L’escalade verbale à laquelle s’est livré le chef du Kremlin autour du nucléaire représente l’un des aspects les plus vertigineux du face-à-face russo-ukrainien. Les choix occidentaux en ce qui concerne les soutiens militaires à Kiev sont, tous, soupesés à l’aune de la menace brandie par Moscou depuis les premières heures du conflit. Cette stratégie de dissuasion offensive constitue un retournement complet par rapport à la façon dont l’arme nucléaire était jusqu’alors considérée par ses promoteurs, qui y voyaient un moyen de dissuasion défensif, destiné à ne pas être utilisé.

Le retour de la conscription

Les difficultés à décrypter la stratégie russe, en raison entre autres de la dimension hybride de la guerre en Ukraine, font redouter à certains experts un scénario similaire à celui de la crise des missiles de Cuba, en 1962, lors de laquelle Russes et Américains avaient frôlé la catastrophe. « La différenciation offensive-défensive [était alors] au cœur d’une divergence d’interprétation entre grandes puissances », résume Olivier Zajec, directeur de l’Institut d’études de stratégie et de défense de l’université Jean-Moulin, à Lyon, dans une note publiée en janvier. En 1962, le président américain John F. Kennedy avait transmis au Kremlin une liste d’équipements « offensifs » à ne pas faire entrer ou à retirer de Cuba pour éviter la guerre. « Ce qui était périphérique et défensif pour Moscou était alors vital et offensif pour Washington », rappelle le spécialiste. Aujourd’hui, s’agissant du conflit en Ukraine, on observe exactement l’inverse.

Il est enfin un domaine qui ne relève pas du militaire, mais qui a considérablement influé sur la conduite de la guerre. Pour garnir ses unités territoriales de brigades de volontaires, mais aussi pour doper son expertise technologique, l’armée ukrainienne a massivement eu recours aux civils. Ce choix, à rebours de celui des armées occidentales qui ont toutes peu ou prou mis fin à la conscription – à l’exception notable de la Finlande –, se révèle particulièrement efficace sur le terrain. Inspirée par ce modèle, la Suède, qui avait rétabli, en 2017, le service militaire obligatoire après l’avoir supprimé sept ans auparavant, développe aujourd’hui le devoir de défense civile, censé impliquer le plus grand nombre de ses citoyens. 

« L’armée ukrainienne réussit à extraire la quintessence des compétences de ses recrues, issues de toutes les professions, allant des camionneurs aux informaticiens. Elle s’appuie sur leurs compétences pour s’adapter de manière rapide à l’utilisation des technologies », juge Jan Joel Andersson, analyste à l’European Union Institute for Security Studies, un centre de réflexion spécialisé dans les questions de défense.

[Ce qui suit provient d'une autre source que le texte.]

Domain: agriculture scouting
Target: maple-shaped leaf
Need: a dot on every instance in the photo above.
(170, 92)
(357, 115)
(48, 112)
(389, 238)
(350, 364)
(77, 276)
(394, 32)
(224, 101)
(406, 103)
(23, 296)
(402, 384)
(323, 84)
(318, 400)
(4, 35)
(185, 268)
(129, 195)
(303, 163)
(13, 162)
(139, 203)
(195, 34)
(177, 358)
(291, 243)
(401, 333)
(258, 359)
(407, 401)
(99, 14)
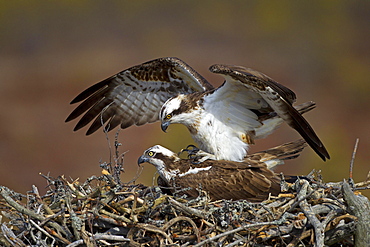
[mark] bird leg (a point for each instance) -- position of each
(198, 156)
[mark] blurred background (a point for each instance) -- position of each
(52, 50)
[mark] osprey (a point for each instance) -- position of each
(250, 179)
(223, 121)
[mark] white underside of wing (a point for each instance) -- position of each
(227, 118)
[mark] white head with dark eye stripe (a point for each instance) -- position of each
(161, 158)
(176, 110)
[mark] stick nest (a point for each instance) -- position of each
(104, 212)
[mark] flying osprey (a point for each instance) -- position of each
(223, 121)
(250, 179)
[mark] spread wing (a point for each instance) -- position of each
(135, 95)
(259, 92)
(233, 180)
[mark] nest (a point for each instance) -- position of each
(104, 212)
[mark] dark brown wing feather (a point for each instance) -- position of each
(279, 98)
(251, 181)
(136, 95)
(290, 150)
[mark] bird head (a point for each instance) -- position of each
(176, 110)
(162, 158)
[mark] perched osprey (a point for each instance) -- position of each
(250, 180)
(223, 121)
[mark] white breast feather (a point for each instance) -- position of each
(194, 171)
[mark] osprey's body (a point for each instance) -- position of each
(223, 121)
(250, 179)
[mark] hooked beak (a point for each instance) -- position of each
(142, 159)
(164, 125)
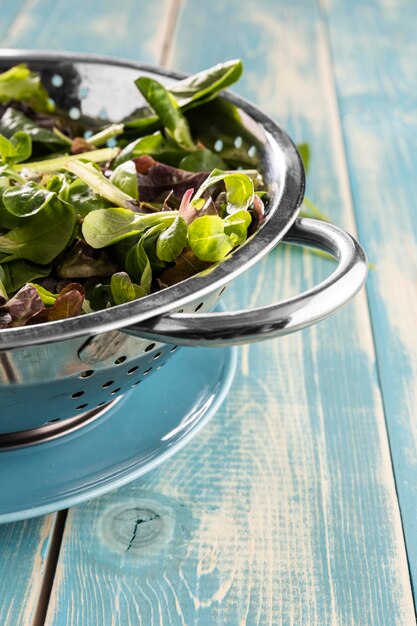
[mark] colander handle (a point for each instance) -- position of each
(236, 327)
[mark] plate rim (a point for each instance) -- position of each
(107, 484)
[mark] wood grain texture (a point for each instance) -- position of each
(93, 26)
(24, 550)
(283, 511)
(376, 76)
(132, 28)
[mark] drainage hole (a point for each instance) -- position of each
(57, 80)
(86, 373)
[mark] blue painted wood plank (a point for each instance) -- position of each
(24, 550)
(133, 28)
(283, 511)
(8, 13)
(24, 547)
(376, 76)
(96, 27)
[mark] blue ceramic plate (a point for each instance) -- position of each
(146, 427)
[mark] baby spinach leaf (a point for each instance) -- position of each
(156, 146)
(101, 185)
(20, 84)
(237, 224)
(125, 178)
(304, 150)
(190, 92)
(138, 265)
(17, 273)
(46, 296)
(16, 149)
(13, 121)
(202, 161)
(123, 290)
(205, 85)
(42, 236)
(172, 241)
(104, 227)
(82, 198)
(7, 220)
(56, 164)
(82, 261)
(239, 189)
(168, 111)
(207, 238)
(28, 199)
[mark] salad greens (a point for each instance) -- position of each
(92, 219)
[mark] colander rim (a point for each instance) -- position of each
(282, 212)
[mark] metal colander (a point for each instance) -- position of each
(58, 376)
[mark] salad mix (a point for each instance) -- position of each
(95, 218)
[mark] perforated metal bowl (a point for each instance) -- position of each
(57, 376)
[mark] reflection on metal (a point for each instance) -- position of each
(53, 429)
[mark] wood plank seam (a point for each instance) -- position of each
(170, 30)
(50, 568)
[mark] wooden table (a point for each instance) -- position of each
(298, 503)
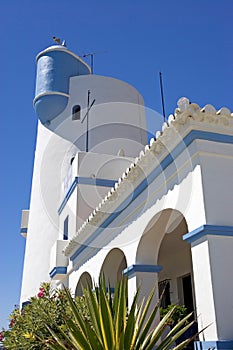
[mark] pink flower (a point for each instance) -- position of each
(12, 322)
(41, 294)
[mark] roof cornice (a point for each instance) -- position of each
(188, 116)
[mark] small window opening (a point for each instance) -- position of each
(164, 287)
(76, 112)
(66, 228)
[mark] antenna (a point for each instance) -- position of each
(87, 116)
(92, 54)
(161, 89)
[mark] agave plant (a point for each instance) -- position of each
(111, 326)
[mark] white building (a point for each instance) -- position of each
(165, 215)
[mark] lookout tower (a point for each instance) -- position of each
(69, 178)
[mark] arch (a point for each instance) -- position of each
(113, 265)
(166, 221)
(162, 244)
(84, 280)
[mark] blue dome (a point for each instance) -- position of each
(55, 66)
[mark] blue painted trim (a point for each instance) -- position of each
(141, 268)
(23, 230)
(168, 160)
(58, 270)
(85, 181)
(214, 345)
(208, 230)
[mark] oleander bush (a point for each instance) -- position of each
(99, 320)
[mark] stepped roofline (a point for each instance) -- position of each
(187, 116)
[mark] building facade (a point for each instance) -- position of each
(105, 201)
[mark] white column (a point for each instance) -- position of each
(212, 256)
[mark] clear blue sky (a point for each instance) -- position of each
(190, 41)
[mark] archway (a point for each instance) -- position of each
(162, 247)
(113, 265)
(84, 281)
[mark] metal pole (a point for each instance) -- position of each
(88, 102)
(92, 63)
(161, 89)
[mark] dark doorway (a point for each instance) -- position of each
(187, 293)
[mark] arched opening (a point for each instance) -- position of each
(113, 266)
(162, 245)
(84, 281)
(175, 258)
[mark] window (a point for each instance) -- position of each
(164, 287)
(66, 228)
(76, 112)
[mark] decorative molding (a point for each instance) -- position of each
(63, 49)
(106, 205)
(49, 93)
(23, 230)
(79, 180)
(131, 270)
(58, 270)
(204, 230)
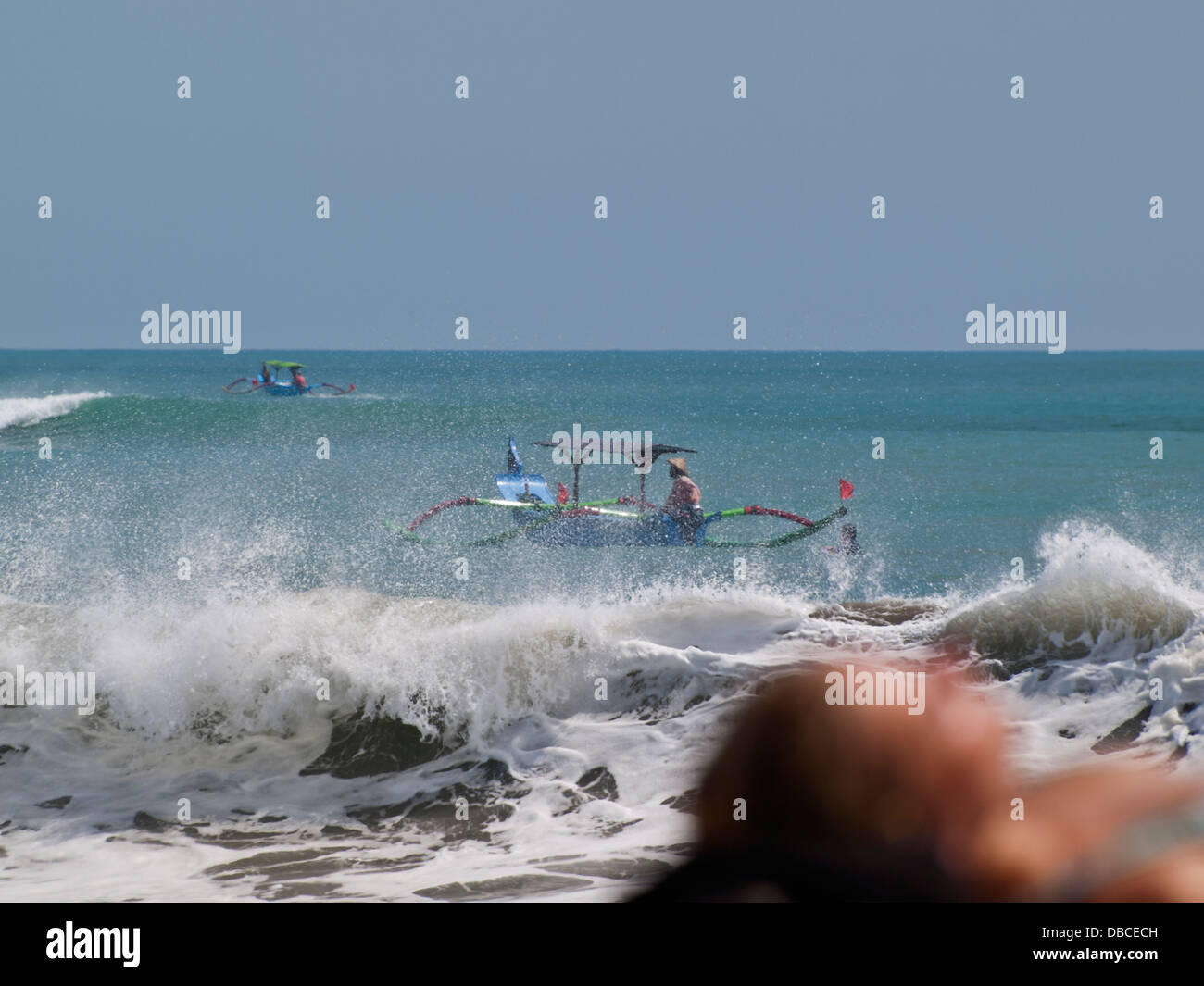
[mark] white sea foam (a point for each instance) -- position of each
(29, 411)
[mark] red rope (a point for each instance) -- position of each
(783, 514)
(464, 501)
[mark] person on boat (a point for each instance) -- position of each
(684, 500)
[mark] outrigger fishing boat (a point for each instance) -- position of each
(269, 381)
(548, 518)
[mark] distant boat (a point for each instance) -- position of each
(268, 381)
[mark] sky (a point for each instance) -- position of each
(717, 207)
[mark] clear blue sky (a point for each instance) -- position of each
(717, 207)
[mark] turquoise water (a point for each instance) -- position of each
(483, 664)
(983, 453)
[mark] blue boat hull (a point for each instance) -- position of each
(612, 531)
(282, 390)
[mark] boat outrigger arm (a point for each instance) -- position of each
(549, 518)
(278, 388)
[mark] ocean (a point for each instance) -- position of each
(295, 704)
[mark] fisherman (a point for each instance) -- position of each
(684, 501)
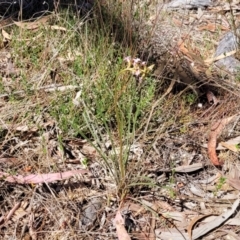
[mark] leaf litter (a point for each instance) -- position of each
(177, 202)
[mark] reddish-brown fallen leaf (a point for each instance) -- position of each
(212, 98)
(121, 231)
(216, 131)
(40, 178)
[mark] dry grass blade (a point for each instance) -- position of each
(217, 222)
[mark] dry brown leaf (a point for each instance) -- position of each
(177, 22)
(211, 98)
(192, 224)
(121, 231)
(182, 48)
(232, 144)
(32, 25)
(55, 27)
(212, 27)
(216, 131)
(203, 229)
(222, 56)
(40, 178)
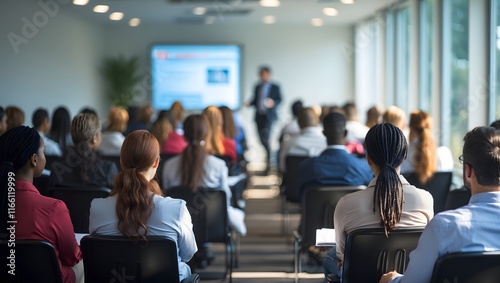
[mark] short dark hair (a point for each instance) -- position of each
(495, 124)
(296, 107)
(39, 117)
(266, 69)
(482, 152)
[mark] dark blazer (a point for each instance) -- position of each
(274, 94)
(334, 167)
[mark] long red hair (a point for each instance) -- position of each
(134, 192)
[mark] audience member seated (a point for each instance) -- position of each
(373, 116)
(177, 116)
(139, 119)
(311, 142)
(334, 166)
(41, 123)
(136, 207)
(388, 201)
(356, 131)
(217, 143)
(292, 128)
(82, 167)
(395, 116)
(15, 117)
(471, 228)
(112, 137)
(233, 131)
(60, 130)
(423, 157)
(38, 217)
(3, 121)
(195, 168)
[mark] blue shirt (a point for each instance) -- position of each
(471, 228)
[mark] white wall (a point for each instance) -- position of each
(308, 62)
(56, 61)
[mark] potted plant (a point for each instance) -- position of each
(121, 75)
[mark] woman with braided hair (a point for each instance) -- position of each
(136, 207)
(389, 201)
(38, 217)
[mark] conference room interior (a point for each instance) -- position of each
(442, 57)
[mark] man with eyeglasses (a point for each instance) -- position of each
(471, 228)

Selon ce chercheur, c’est de cette manière que Kiev a pu déployer aussi vite des drones, ou maîtriser le réseau de satellites Starlink.

Par nature, la guerre n’est cependant jamais linéaire. Malgré toutes les questions militaires soulevées, depuis un an, par les combats en Ukraine, « il faut une forme de modestie et de prudence vis-à-vis de ce qui se passe en Ukraine », met en garde le général SchillD’autant que les Ukrainiens possèdent un avantage unique sur les Occidentaux. Mieux que quiconque, ils connaissent leurs adversaires russes, avec lesquels ils partagent non seulement une frontière, mais aussi une longue histoire.